Mit Urteil vom 14. Oktober 2014 hat das Sozialgericht Halle die Klage abgewiesen: Mit Ausnahme der Heizkosten habe der Beklagte
alle Aufwendungen der Klägerin für ihr Eigenheim anerkannt. Zu höheren Leistungen wegen der Heizkosten sei der Beklagte nicht
zu verurteilen. Die den monatlichen Betrag von 69,17 EUR übersteigenden Heizkosten seien unangemessen. Zwar sei bei der Klägerin
eine Einzelfallbetrachtung geboten. Die Abschläge von monatlich 99 EUR indizierten aber unangemessene Heizkosten, was die
Klägerin nicht habe widerlegen können. Ausreichend sei eine Wohnfläche von 50 qm. Bei Heranziehung des 2010 veröffentlichen
Heizspiegels des B. aus dem Jahr 2009 ergebe sich ein Höchstwert von 16,60 qm. Multipliziert mit 50 qm errechne sich ein Jahreswert
von 830 EUR, was einem Monatsbetrag von 69,17 EUR entspreche. Die darüber hinausgehenden Kosten seien unangemessen. Die Klägerin
habe keine personenbezogenen Gründe für höhere Heizkosten angegeben, sondern nur bauliche Gründe benannt. Solche Gründe seien
aber bereits dadurch berücksichtigt, dass auf den Wert für "extrem hohe Heizkosten" nach dem Heizspiegel abgestellt werde.
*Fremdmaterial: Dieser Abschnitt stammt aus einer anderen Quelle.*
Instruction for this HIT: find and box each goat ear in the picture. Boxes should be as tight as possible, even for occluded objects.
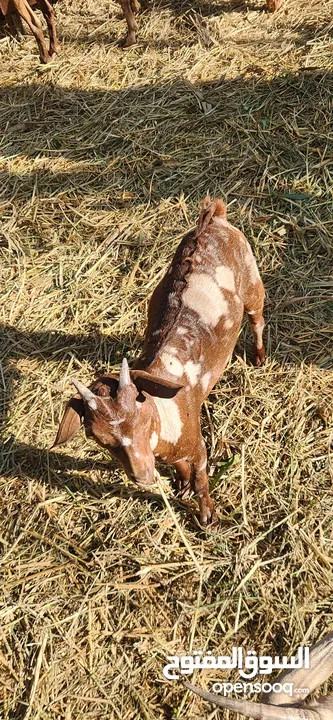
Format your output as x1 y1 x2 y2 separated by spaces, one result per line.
52 394 84 447
130 370 183 399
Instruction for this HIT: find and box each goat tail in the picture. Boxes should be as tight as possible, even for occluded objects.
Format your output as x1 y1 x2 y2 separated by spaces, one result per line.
196 194 227 235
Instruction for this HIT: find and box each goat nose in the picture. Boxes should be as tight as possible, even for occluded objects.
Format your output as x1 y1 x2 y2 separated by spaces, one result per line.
132 469 155 487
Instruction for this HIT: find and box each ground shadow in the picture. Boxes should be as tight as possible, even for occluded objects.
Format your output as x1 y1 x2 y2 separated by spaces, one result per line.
1 71 332 204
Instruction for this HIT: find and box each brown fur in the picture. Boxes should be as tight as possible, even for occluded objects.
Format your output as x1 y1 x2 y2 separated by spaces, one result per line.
0 0 59 63
54 197 266 527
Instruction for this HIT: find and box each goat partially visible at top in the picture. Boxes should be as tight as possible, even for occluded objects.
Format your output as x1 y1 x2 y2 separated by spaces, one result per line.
53 196 266 527
0 0 59 63
118 0 285 48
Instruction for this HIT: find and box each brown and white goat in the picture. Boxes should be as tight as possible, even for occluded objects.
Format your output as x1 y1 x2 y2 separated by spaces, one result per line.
118 0 285 48
185 631 333 719
53 196 266 526
0 0 59 63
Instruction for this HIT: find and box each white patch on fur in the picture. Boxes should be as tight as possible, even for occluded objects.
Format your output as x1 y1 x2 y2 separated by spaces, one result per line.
201 371 212 394
184 360 201 386
225 317 234 329
136 401 142 410
244 247 254 266
176 326 187 335
255 319 265 349
196 254 202 262
153 397 183 445
134 451 141 458
109 417 125 426
235 294 242 305
88 399 97 410
121 437 132 447
214 216 229 228
183 273 228 326
160 352 183 378
169 292 178 307
244 247 260 284
249 261 260 285
199 459 207 472
215 265 236 292
149 431 159 451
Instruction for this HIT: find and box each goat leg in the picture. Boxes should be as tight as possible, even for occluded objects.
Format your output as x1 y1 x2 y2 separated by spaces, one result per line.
119 0 138 46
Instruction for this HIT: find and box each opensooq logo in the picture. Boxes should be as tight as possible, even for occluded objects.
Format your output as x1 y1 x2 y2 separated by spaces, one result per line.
163 646 310 681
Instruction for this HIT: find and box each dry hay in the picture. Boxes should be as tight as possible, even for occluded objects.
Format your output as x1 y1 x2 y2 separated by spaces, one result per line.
0 0 333 717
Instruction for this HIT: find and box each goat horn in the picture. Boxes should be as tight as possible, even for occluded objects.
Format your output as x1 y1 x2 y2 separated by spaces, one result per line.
265 633 333 706
183 681 321 719
119 358 131 388
308 697 333 720
71 378 97 403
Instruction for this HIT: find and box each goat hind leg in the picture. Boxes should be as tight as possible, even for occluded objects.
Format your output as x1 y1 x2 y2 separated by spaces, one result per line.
247 306 266 366
244 279 266 366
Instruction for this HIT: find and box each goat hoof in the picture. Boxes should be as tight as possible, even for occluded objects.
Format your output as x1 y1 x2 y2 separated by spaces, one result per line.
120 33 137 48
199 509 219 530
255 351 266 367
49 43 60 55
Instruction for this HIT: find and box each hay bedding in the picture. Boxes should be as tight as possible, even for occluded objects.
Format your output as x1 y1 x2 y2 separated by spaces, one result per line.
0 0 333 716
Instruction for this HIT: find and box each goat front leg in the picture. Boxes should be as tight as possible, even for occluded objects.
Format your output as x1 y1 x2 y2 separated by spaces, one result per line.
118 0 138 46
16 0 51 62
192 438 217 527
174 459 191 499
39 0 60 56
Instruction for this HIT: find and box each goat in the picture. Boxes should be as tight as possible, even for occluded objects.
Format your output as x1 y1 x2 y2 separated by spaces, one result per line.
184 631 333 719
53 196 266 527
0 0 59 63
118 0 285 48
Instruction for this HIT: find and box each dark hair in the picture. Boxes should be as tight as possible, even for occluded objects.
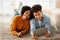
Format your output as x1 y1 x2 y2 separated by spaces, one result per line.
29 11 34 20
30 4 42 20
21 6 31 15
31 4 42 13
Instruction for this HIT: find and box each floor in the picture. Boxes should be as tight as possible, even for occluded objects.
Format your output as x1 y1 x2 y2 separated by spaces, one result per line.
0 22 60 40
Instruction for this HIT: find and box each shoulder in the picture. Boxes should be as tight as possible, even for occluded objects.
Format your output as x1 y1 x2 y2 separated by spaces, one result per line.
13 15 21 20
30 18 37 24
43 14 50 22
15 15 20 18
30 18 35 22
43 14 50 20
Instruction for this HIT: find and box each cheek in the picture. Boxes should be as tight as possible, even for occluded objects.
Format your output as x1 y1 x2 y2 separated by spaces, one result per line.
35 16 38 19
28 16 30 18
34 15 38 18
40 15 43 18
23 13 28 16
26 14 30 18
36 15 42 19
25 16 30 19
34 15 42 19
23 13 26 16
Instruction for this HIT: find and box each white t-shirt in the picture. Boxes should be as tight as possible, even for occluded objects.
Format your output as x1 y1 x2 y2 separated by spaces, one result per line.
38 20 42 28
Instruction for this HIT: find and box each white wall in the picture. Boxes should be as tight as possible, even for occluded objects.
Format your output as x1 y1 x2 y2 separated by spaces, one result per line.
0 0 56 23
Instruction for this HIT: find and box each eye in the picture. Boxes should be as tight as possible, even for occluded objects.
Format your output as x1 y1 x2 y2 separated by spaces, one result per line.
38 14 40 15
26 12 28 14
35 15 37 16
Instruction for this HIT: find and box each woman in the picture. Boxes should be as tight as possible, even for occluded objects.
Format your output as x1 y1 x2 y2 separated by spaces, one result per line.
10 6 31 37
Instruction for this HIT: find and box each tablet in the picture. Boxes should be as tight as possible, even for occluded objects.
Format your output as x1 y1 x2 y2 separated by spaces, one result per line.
33 27 47 36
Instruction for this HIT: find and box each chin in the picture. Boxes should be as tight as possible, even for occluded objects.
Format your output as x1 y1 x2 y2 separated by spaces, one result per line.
38 18 41 21
25 18 27 19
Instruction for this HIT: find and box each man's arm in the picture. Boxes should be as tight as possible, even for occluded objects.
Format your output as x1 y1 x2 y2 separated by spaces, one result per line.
30 19 36 35
45 17 51 34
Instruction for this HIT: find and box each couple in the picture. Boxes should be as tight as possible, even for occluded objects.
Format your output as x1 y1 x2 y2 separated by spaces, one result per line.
10 4 51 39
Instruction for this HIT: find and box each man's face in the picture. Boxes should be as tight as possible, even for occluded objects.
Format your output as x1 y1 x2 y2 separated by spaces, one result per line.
33 11 43 21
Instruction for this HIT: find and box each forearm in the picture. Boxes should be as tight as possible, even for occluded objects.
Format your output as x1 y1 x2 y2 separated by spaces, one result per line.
11 31 18 36
21 27 30 35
Die tatsächlichen Heizkosten seien auch nicht für eine Übergangszeit von sechs Monaten zu übernehmen. Es könne zunächst offen
gelassen werden, ob der Klägerin eine Senkung der Heizkosten möglich oder zumutbar gewesen sei. Sie sei bereits mit Schreiben
vom 9. April 2009 auf die Unangemessenheit ihrer Heizkosten hingewiesen worden. Damit sei die Sechs-Monats-Frist im verfahrensgegenständlichen
Zeitraum bereits abgelaufen. Im Übrigen habe die Klägerin zu ihren Kostensenkungsmaßnahmen allein ausgeführt, sich um sparsames
Heizen bemüht zu haben. Einen Wohnungswechsel habe sie nicht in Betracht gezogen. Dieser sei ihr in Anbetracht der deutlich
überhöhten Heizkosten aber zumutbar gewesen. Das gelte auch bei einem Renteneintritt der Klägerin im Jahr 2015. Insgesamt
habe sie im verfahrensgegenständlichen Zeitraum 415,02 EUR Heizkosten und 881,01 EUR Kosten für die Unterkunft erhalten. Das
entspreche einem Monatsbetrag von 216,01 EUR. Für vier Jahre belaufe sich der Gesamtbetrag auf 10.368,48 EUR. Demgegenüber
hätte der Beklagte bei einem Umzug in eine Mietwohnung nach dem Wohngeldgesetz (zuzüglich Sicherheitszuschlag) monatlich 338,80 EUR Unterkunftskosten und 69,17 EUR Heizkosten übernehmen müssen. Das seien
insgesamt 19.582,56 EUR. Hinzuzurechnen seien die Umzugskosten für einen - aufgrund der Kürzung der Aufwendungen für Unterkunft
und Heizung in der Leistungsberechnung - erforderlichen Umzug. Diesen Kosten stünden zunächst die Vier-Jahres-Kosten bei Beibehaltung
der Unterkunft von 10.368,48 EUR gegenüber. Hinzuzuaddieren seien die im Jahr 2011 gewährten 2.610 EUR für den Austausch der
Therme. Zwar ergäbe sich dann noch immer eine Differenz von 6.604,08 EUR. Aber die Kammer sei überzeugt, dass die Klägerin
prognostisch in dem Vier-Jahres-Zeitraum ab 2010 das Einfamilienhaus jedenfalls zu einem Preis (mehr als 16.500 EUR) habe
verwerten können, der derart erheblich über diesem Differenzbetrag liege, dass auch unter Berücksichtigung der Vermögensfreibeträge
ein Anspruch auf Leistungen nach dem SGB II entfiele. Damit koste der Umzug der Klägerin im Ergebnis den Beklagten und den Steuerzahler weniger als ein Verbleib der
Klägerin in der Unterkunft unter Berücksichtigung der vollen Aufwendungen.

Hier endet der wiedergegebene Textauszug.